Judy

Posted on

# The Syntax of Discreteness - Using SQL as an Example

Discreteness refers to the feature that members are allowed to be broken off from a set to exist independently or to be computed; and that the discrete members can be reorganized to form a new set. This tells that the discreteness is a feature related to the sets. Without the concept of the set, it makes no sense to talk about the discreteness.

The concept of discreteness is simple. Almost all high-level languages that support the structures (i.e. objects) naturally support the feature. In Java, we can get members of an array to compute; or generate a new array with them to perform set-oriented operations (The problem is Java supplies a very poor class library for performing set-oriented operations).

Unfortunately, SQL has poor discreteness.

A SQL system has the concept of the record, but doesn’t define the explicit record data type. SQL treats a single record as a temporary table containing one record – which is a set consisting of one member. Besides, when SQL retrieves a record from a table (a set), it copies it to generate a new record, which has nothing to do with the record in the original table. The set (table) is an immutable object. This immutability character assists in producing correct and simple code while it deprives the language of discreteness.

The lack of discreteness leads to tedious code and low efficiency.

To calculate the age difference and salary difference between Michael and James, for example, SQL needs two lines of code:

SELECT (SELECT age FROM employee WHERE name=‘Michael’) - (SELECT age FROM employee WHERE name=‘James’) FROM dual

SELECT (SELECT salary FROM employee WHERE name=‘Michael’) - (SELECT salary FROM employee WHERE name=‘James’) FROM dual

Not only this goes against the spirit of simplicity but it causes repeated queries.

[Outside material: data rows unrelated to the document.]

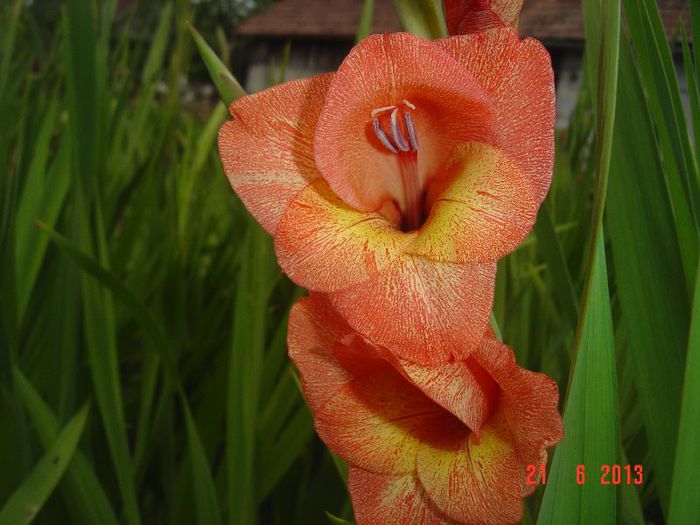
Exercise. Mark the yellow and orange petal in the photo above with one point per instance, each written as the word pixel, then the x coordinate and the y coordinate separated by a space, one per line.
pixel 424 311
pixel 473 481
pixel 451 108
pixel 401 428
pixel 484 212
pixel 517 75
pixel 325 245
pixel 528 404
pixel 267 146
pixel 381 499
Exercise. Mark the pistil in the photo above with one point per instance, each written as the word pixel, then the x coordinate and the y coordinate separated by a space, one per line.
pixel 413 194
pixel 402 140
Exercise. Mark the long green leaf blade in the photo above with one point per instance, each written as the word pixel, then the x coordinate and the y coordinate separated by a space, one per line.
pixel 27 500
pixel 686 489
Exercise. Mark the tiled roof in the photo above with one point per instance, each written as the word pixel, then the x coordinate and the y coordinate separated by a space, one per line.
pixel 337 19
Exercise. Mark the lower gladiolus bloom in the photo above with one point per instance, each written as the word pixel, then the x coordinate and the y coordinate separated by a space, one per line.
pixel 472 16
pixel 426 445
pixel 395 184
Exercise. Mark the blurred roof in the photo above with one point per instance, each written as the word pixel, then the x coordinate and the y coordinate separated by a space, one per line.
pixel 337 19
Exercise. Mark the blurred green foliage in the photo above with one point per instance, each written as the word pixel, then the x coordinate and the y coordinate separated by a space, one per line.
pixel 132 278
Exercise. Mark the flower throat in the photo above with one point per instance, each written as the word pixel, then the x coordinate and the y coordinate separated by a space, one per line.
pixel 393 126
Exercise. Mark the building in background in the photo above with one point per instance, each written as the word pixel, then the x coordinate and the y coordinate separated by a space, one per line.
pixel 323 31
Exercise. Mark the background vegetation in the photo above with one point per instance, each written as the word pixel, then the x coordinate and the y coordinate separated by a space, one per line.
pixel 143 369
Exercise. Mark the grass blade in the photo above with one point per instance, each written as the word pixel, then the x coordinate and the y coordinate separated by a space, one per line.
pixel 422 17
pixel 645 250
pixel 591 418
pixel 204 490
pixel 364 27
pixel 81 483
pixel 686 490
pixel 226 84
pixel 27 500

With good discreteness, the code can be like this:

a = employee.select@1(name=“Michael”)

b = employee.select@1(name=“James”)

agediff=a.age-b.age

salarydiff=a.salary-b.salary

The query result can exist independently without having to be attached to a set, and can be reused.

The immutability character requires that data be copied for each operation. For a read-only operation, it reduces efficiency because it is both time-consuming and space-consuming. It causes more trouble when data is modified.

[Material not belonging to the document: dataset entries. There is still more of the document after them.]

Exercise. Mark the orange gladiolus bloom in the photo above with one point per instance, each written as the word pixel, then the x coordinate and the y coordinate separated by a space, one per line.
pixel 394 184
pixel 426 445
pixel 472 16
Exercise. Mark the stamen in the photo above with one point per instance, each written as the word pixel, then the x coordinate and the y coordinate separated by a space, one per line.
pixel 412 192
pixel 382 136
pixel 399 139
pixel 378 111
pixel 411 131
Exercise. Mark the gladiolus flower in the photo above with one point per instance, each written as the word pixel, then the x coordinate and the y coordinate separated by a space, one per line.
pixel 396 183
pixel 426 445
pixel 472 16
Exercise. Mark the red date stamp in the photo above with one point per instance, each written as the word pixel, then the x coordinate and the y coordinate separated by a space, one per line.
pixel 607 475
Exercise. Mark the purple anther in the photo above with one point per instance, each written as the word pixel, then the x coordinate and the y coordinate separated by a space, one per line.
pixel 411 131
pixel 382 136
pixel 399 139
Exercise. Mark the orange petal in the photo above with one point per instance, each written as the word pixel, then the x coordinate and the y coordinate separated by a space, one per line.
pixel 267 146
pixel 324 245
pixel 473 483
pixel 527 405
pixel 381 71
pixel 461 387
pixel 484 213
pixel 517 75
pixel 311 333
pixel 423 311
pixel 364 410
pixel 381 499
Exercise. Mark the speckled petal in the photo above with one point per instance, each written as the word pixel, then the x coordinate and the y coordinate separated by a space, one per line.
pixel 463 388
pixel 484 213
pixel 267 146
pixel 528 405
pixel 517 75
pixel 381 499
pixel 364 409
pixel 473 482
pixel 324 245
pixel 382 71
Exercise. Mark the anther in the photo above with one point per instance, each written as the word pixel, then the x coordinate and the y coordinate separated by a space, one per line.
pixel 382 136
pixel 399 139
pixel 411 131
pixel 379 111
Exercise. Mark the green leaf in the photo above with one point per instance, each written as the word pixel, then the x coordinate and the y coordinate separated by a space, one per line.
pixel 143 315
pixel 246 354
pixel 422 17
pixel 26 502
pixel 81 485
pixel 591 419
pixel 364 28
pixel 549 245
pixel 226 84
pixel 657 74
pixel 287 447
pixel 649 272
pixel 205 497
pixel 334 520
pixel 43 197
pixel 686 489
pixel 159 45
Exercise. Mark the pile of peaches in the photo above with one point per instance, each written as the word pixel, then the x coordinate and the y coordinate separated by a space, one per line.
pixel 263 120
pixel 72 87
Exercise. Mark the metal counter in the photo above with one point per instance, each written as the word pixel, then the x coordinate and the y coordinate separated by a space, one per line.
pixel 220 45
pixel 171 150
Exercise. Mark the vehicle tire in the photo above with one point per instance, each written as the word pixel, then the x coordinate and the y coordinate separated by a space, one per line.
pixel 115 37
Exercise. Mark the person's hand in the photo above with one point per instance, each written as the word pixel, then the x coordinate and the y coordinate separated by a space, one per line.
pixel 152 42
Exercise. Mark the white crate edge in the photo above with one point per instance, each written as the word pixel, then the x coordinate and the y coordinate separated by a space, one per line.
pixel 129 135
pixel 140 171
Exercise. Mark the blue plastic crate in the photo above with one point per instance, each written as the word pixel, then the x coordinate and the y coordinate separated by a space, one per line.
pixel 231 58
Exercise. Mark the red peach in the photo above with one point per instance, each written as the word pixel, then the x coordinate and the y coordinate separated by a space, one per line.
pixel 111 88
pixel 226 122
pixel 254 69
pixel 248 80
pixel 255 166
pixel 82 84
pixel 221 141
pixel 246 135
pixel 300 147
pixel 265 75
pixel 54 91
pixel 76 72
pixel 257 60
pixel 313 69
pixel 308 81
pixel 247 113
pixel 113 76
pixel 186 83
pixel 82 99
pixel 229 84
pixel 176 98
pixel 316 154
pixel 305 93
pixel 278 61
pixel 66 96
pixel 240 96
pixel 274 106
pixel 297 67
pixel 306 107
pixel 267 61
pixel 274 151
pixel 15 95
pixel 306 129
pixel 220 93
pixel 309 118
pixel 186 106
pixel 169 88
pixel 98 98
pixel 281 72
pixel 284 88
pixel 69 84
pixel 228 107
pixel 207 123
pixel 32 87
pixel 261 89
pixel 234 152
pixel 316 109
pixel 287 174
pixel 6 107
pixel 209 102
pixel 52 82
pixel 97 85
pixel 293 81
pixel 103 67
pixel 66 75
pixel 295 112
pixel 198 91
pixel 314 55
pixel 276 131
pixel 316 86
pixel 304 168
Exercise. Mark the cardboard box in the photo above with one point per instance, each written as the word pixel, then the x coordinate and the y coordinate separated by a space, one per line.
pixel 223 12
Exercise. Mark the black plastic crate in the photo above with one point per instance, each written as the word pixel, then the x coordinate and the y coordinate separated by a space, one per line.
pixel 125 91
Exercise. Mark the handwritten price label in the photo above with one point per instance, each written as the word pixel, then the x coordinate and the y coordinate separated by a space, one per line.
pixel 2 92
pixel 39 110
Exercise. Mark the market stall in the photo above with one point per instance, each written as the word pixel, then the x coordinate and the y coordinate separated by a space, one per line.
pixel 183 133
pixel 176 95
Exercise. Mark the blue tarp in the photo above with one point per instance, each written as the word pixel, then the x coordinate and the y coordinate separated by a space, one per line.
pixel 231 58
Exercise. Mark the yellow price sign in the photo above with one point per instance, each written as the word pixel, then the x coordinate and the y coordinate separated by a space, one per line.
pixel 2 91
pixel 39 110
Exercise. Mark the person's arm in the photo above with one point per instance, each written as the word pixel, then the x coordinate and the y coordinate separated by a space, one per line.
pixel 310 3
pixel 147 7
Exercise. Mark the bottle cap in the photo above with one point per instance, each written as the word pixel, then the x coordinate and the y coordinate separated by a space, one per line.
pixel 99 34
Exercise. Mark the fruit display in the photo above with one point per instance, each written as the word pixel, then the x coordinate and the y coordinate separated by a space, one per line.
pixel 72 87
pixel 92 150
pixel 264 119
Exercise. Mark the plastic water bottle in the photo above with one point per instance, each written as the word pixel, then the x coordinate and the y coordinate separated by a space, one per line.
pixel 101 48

One example is to offer an extra 5% of reward to salespeople whose performance is in the top 10%. A natural algorithm is to find the eligible salespeople to generate an intermediate set, over which the action of adding the 5% of reward is performed. Due to the lack of discreteness and the immutability character in SQL, a set formed by the eligible records and the original records are completely independent of one another; it’s no use to make any modification over an intermediate result set. There’s no choice but to write all actions into one statement where the eligible records are found from the original table for modification. Unfortunately, it’s not easy to phrase the top 10% criterion under the WHERE clause. Thus, complicated subquery is needed. This is just a simple example. In real-world environment, we can find a large number of much more complicated scenarios that can’t be handled even with the subqueries. Generally we’ll first compute the primary key values of the eligible records, and then use them to find these records in the original table and modify them. The code is tediously long and extremely inefficient.

A discreteness-based language, however, is able to deal with the computation using the above natural algorithm:

a=sales.sort@z(amount).to(sales.len()*0.1) // Get the records where the performance is in the top 10% to form a new set

a.run(amount=amount*1.05) // Add the 5% of reward to each record in the set

The two examples show that the absence of discreteness makes it more difficult to perform a step-by-step computation and that the immutability character worsens performance and increases space consumption. Yet the lack of discreteness has more consequences.

SQL isn’t a thoroughly set-oriented language. It can’t generate a new set using members of a set. It can’t help performing an aggregate operation over each of the subsets only to lose them after executing a group operation. SQL doesn’t have an intuitive referencing mechanism to describe the association relationship because of the lack of discreteness. The language doesn’t define a method to support the discrete records and a set of them. It uses the conventional way of foreign keys to express the association relationship, producing tedious, difficult-to-understand and low-performance code. The order-based computations are the embodiment of the set-orientation and discreteness. Without discreteness, it’s hard to describe order-based computations in SQL. Without the good set-oriented ability, it’s meaningless to discuss the order of the members of a set; without the support of discreteness, it’s impossible to separate each member of a set from its neighbors when the order-based computation is required.

To reform SQL (the relational algebra, more precisely) theoretically, we need to introduce the discreteness as well as maintaining the good set-oriented ability. A new-generation language needs to possess the merits of both SQL and Java to address the previously-mentioned SQL issues.